Epigenetic Changes in Asthma: Role of DNA CpG Methylation

Abstract

For the past three decades, more than a thousand of genetic studies have been performed to find out the genetic variants responsible for the risk of asthma. Until now, all of the discovered single nucleotide polymorphisms have explained genetic effects less than initially expected. Thus, clarification of environmental factors has been brought up to overcome the 'missing' heritability. The most exciting solution is epigenesis because it intervenes at the junction between the genome and the environment. Epigenesis is an alteration of genetic expression without changes of DNA sequence caused by environmental factors such as nutrients, allergens, cigarette smoke, air pollutants, use of drugs and infectious agents during pre- and post-natal periods and even in adulthood. Three major forms of epigenesis are composed of DNA methylation, histone modifications, and specific microRNA. Recently, several studies have been published on epigenesis in asthma and allergy as a powerful tool for research of genetic heritability in asthma albeit epigenetic changes are at the starting point to obtain the data on specific phenotypes of asthma. In this presentation, we mainly review the potential role of DNA CpG methylation in the risk of asthma and its sub-phenotypes including nonsteroidal anti-inflammatory exacerbated respiratory diseases.

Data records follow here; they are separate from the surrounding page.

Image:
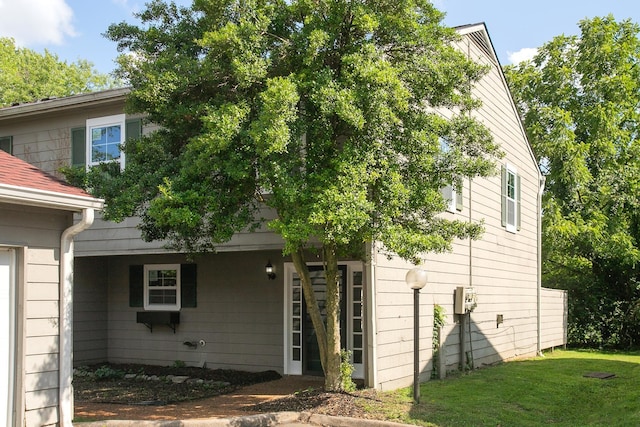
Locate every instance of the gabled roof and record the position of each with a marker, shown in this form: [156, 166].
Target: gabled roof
[24, 184]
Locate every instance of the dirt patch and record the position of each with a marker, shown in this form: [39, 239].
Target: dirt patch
[246, 393]
[132, 384]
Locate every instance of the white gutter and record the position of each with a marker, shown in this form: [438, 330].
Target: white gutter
[46, 199]
[372, 315]
[539, 284]
[66, 316]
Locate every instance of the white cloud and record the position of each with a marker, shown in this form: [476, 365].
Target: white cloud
[524, 54]
[36, 21]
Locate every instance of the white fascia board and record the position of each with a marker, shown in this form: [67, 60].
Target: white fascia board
[47, 199]
[60, 104]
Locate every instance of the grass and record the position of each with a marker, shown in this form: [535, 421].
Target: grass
[550, 390]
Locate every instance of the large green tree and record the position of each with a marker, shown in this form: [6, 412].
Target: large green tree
[26, 75]
[580, 102]
[318, 110]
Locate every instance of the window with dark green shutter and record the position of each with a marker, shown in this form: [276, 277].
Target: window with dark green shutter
[510, 198]
[133, 129]
[6, 144]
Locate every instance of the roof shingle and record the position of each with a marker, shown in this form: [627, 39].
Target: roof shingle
[16, 172]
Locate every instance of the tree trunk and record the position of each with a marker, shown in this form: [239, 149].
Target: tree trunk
[329, 336]
[332, 380]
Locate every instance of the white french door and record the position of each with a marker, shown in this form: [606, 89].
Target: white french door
[301, 351]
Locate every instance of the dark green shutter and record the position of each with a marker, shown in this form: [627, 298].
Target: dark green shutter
[78, 147]
[188, 279]
[6, 144]
[503, 197]
[459, 199]
[136, 286]
[518, 215]
[133, 129]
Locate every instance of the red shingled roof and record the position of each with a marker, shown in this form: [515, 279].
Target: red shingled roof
[16, 172]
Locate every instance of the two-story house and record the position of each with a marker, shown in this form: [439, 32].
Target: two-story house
[139, 302]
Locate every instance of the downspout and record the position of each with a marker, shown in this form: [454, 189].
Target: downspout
[372, 343]
[65, 397]
[539, 278]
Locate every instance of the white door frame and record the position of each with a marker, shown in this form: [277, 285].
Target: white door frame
[294, 367]
[7, 334]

Keywords: Aspirin; Asthma; Environment; Epigenesis; Gene.

Figure 1. The DNA methylation is the covalent addition of a methyl group to a cytosine residue in a CpG dinucleotide. DNMT: DNA methyltransferase; SAM: S adenosyl methionine.

Figure 2. The DNA methyltransferase family of enzymes catalyze the transfer of a methyl group to DNA. De novo methyltransferases (DNMT3A and DNMT3B) newly methylate cytosines and express mainly in early embryo development. Maintenance methyltransferases (DNMT1) add methylation to DNA when one strand of DNA is already methylated.

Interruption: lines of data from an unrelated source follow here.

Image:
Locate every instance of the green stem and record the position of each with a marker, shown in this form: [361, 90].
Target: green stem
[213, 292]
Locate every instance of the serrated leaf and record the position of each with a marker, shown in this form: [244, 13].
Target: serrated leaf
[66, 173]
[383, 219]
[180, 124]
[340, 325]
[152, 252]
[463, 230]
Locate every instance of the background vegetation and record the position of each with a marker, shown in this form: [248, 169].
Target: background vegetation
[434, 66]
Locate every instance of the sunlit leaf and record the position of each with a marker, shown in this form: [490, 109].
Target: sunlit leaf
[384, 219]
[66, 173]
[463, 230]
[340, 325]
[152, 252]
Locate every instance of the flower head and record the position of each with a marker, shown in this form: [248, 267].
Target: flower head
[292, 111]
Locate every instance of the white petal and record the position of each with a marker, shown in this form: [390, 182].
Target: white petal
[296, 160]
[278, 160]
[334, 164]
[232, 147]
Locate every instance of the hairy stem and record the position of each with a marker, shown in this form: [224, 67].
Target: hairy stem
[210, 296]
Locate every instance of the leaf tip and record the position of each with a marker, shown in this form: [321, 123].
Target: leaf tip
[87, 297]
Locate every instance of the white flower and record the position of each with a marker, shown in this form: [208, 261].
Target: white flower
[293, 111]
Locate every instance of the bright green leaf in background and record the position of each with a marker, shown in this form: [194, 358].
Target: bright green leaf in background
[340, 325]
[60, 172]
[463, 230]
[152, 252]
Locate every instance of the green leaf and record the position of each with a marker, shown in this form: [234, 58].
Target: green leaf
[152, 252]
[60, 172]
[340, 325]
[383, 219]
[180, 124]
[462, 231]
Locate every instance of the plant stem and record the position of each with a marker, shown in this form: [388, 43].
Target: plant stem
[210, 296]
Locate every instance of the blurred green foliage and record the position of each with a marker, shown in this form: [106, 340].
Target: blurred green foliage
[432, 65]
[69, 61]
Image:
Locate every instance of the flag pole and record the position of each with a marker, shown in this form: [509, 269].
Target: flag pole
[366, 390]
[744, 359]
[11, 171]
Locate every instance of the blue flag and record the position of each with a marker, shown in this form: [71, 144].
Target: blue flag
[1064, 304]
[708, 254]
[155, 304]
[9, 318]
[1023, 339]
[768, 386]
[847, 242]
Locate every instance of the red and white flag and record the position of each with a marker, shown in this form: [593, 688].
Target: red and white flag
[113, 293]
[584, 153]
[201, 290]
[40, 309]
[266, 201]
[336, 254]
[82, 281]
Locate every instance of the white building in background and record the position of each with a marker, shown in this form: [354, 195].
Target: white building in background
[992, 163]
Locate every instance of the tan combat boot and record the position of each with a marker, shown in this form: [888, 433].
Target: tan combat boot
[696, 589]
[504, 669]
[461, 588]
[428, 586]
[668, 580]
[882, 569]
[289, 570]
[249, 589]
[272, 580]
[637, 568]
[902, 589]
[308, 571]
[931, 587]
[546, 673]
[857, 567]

Figure 3. Differential methylation of CpG sites in bronchial mucosa between Dermatophilosis's species-specific IgE positive atopic and nonatopic asthmatics (A), a network analysis of 54 differentially methylated genes (B). BA: bronchial asthma; NC: normal control.

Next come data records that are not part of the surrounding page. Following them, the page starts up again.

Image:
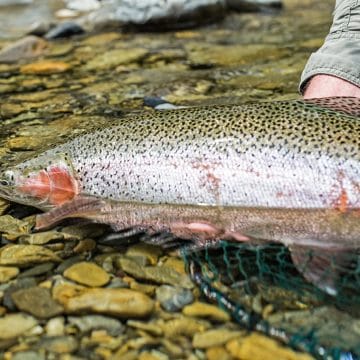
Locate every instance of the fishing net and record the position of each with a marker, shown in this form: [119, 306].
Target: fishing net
[262, 289]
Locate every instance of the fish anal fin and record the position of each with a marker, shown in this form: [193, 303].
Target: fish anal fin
[80, 206]
[322, 267]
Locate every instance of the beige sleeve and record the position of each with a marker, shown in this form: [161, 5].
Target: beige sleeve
[340, 53]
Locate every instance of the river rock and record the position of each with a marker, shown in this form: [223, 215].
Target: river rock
[7, 273]
[55, 326]
[45, 67]
[94, 322]
[117, 302]
[215, 337]
[14, 325]
[86, 273]
[200, 309]
[59, 344]
[26, 255]
[259, 347]
[173, 298]
[37, 301]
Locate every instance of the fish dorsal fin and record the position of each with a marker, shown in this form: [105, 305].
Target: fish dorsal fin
[347, 105]
[328, 269]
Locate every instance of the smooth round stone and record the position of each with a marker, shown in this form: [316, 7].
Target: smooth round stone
[14, 325]
[117, 302]
[173, 298]
[86, 273]
[37, 301]
[8, 273]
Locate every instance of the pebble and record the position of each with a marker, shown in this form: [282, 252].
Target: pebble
[45, 67]
[200, 309]
[55, 326]
[259, 347]
[26, 255]
[14, 325]
[59, 344]
[117, 302]
[173, 298]
[94, 322]
[7, 273]
[151, 252]
[26, 48]
[87, 273]
[215, 337]
[112, 58]
[37, 301]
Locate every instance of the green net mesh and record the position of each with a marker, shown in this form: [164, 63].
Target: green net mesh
[264, 291]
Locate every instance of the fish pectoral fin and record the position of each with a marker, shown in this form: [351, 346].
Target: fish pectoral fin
[80, 207]
[324, 268]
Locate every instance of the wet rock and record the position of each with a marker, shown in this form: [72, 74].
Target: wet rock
[112, 58]
[4, 204]
[14, 325]
[183, 326]
[88, 274]
[59, 345]
[7, 273]
[26, 48]
[259, 347]
[215, 337]
[13, 227]
[55, 326]
[217, 353]
[64, 30]
[26, 255]
[173, 298]
[254, 5]
[37, 301]
[199, 309]
[37, 270]
[117, 302]
[158, 274]
[28, 355]
[151, 252]
[18, 284]
[95, 322]
[45, 67]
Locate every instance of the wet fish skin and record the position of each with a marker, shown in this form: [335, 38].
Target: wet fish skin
[281, 155]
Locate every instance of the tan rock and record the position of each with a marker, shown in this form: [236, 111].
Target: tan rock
[200, 309]
[7, 273]
[214, 337]
[14, 325]
[259, 347]
[117, 302]
[22, 255]
[217, 353]
[45, 67]
[87, 273]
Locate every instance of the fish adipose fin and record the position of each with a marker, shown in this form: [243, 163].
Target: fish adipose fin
[328, 269]
[347, 105]
[79, 207]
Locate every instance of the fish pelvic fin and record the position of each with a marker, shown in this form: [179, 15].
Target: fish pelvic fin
[80, 207]
[329, 269]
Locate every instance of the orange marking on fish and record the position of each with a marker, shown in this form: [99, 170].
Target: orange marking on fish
[55, 185]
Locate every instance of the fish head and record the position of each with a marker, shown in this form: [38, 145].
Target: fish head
[43, 182]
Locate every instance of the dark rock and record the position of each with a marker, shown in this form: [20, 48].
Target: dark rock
[64, 30]
[37, 301]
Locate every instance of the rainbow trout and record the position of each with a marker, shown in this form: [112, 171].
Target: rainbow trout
[284, 171]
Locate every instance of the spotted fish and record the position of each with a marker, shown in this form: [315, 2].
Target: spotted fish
[285, 171]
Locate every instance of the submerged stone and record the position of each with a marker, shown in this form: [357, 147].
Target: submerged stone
[88, 274]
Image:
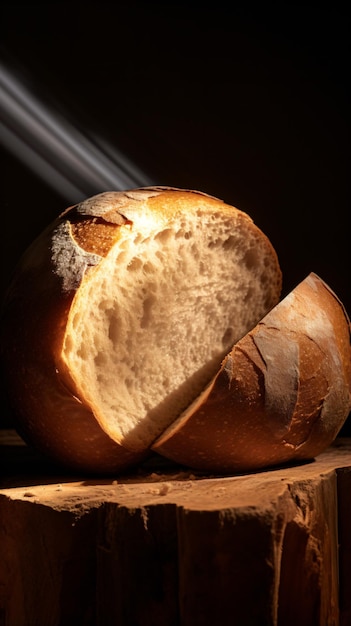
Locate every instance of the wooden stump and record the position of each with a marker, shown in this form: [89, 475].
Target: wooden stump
[164, 546]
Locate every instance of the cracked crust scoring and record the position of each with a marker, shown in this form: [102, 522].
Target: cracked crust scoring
[283, 392]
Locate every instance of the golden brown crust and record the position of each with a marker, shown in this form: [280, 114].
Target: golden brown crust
[283, 392]
[48, 413]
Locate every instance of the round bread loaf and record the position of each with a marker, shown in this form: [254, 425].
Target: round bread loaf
[120, 314]
[282, 393]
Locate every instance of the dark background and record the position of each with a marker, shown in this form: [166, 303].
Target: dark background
[250, 105]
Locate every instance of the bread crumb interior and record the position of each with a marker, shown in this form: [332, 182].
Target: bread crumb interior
[151, 323]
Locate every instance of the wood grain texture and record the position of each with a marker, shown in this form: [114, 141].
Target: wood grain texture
[167, 546]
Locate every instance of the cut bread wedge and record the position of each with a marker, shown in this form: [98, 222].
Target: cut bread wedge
[282, 393]
[120, 314]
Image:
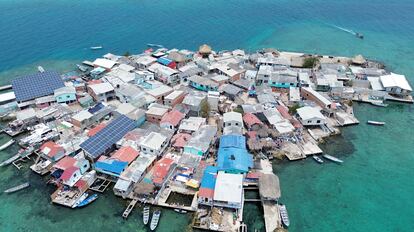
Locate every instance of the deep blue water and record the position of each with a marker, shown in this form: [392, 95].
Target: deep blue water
[361, 195]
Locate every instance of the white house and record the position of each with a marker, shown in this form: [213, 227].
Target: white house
[228, 191]
[396, 84]
[310, 116]
[154, 144]
[233, 119]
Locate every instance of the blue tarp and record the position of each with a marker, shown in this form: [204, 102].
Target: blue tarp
[234, 160]
[209, 177]
[235, 141]
[111, 166]
[164, 61]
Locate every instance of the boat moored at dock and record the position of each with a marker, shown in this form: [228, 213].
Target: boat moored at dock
[6, 145]
[376, 123]
[332, 158]
[17, 188]
[317, 159]
[284, 215]
[155, 219]
[146, 215]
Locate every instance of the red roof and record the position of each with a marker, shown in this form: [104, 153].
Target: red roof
[173, 117]
[180, 140]
[126, 154]
[96, 129]
[51, 149]
[161, 169]
[68, 173]
[251, 119]
[205, 192]
[283, 111]
[65, 163]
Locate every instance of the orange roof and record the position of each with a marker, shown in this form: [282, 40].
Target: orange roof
[126, 154]
[180, 139]
[51, 149]
[173, 117]
[96, 129]
[161, 169]
[65, 163]
[251, 119]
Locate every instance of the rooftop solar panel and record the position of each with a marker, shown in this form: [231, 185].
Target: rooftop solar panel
[36, 85]
[107, 137]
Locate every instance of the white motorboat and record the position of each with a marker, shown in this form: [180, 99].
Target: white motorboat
[317, 159]
[155, 219]
[332, 158]
[376, 123]
[6, 145]
[284, 215]
[145, 215]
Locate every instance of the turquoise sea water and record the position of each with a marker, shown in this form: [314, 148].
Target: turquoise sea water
[371, 191]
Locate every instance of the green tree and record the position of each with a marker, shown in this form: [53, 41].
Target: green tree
[310, 62]
[204, 108]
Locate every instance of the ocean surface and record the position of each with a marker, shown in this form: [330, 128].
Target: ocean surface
[371, 191]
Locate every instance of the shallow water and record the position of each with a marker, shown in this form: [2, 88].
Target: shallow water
[371, 191]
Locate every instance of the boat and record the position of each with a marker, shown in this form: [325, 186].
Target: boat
[96, 47]
[6, 145]
[17, 188]
[88, 200]
[155, 219]
[376, 123]
[381, 104]
[359, 35]
[82, 198]
[332, 158]
[40, 69]
[155, 45]
[145, 215]
[317, 159]
[180, 211]
[284, 215]
[22, 153]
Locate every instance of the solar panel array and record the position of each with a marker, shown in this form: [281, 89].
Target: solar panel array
[36, 85]
[108, 136]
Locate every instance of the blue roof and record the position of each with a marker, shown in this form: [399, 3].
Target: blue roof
[36, 85]
[236, 141]
[108, 136]
[164, 61]
[209, 177]
[234, 159]
[96, 108]
[111, 166]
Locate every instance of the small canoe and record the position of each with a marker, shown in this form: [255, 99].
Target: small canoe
[17, 188]
[145, 215]
[376, 123]
[88, 200]
[155, 219]
[96, 48]
[6, 145]
[284, 215]
[332, 158]
[82, 198]
[317, 159]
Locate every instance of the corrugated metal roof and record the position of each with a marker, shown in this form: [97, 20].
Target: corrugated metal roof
[107, 137]
[36, 85]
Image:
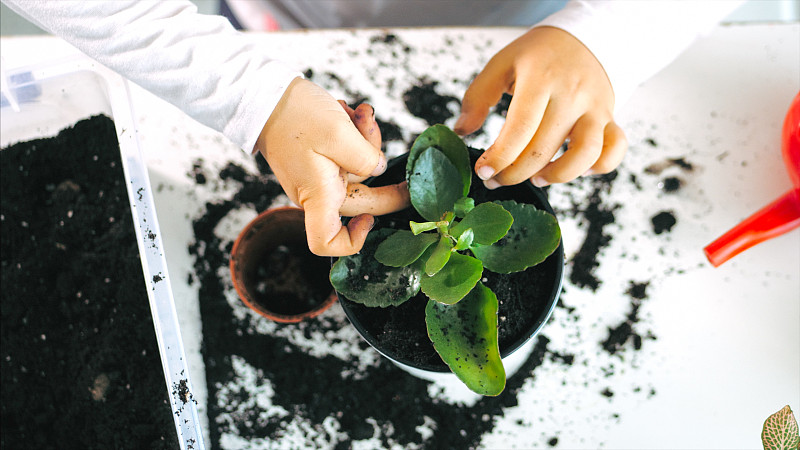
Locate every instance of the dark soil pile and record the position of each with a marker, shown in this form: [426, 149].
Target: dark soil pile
[80, 364]
[315, 388]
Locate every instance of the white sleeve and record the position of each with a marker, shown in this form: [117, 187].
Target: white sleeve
[200, 63]
[635, 39]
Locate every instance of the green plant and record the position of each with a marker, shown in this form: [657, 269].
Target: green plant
[445, 257]
[780, 431]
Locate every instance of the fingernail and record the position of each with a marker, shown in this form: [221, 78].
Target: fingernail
[457, 127]
[539, 182]
[485, 172]
[491, 184]
[380, 168]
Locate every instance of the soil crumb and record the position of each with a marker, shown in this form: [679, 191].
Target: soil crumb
[663, 222]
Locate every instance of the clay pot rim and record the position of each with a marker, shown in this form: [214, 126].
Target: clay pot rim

Figure 4. Summary of DNA methylation data. (A, B) Volcano plot of differential methylation level between aspirin-induced asthma (AIA) and aspirin-tolerant asthma (ATA) in nasal polyp tissues (A) and buffy coat samples (B). Red dots: delta-beta≥0.5 and p≤0.01, blue dots: delta beta≤−0.5 and p≤0.01, grey dots: −0.5≤Deltabeta≤0.5 and p>0.01. Delta-Beta: difference of DNA methylation level (subtracting the DNA methylation level of ATA from AIA). −log(p): log-transformed t-test p-values. (C) Distribution of the DNA methylation level of AIA and ATA in buffy coat and nasal polyp. Average beta: DNA methylation level (0 to 1). (D) Heatmap of 490 differentially methylated CpGs between AIA and ATA in buffy coat and nasal polyp.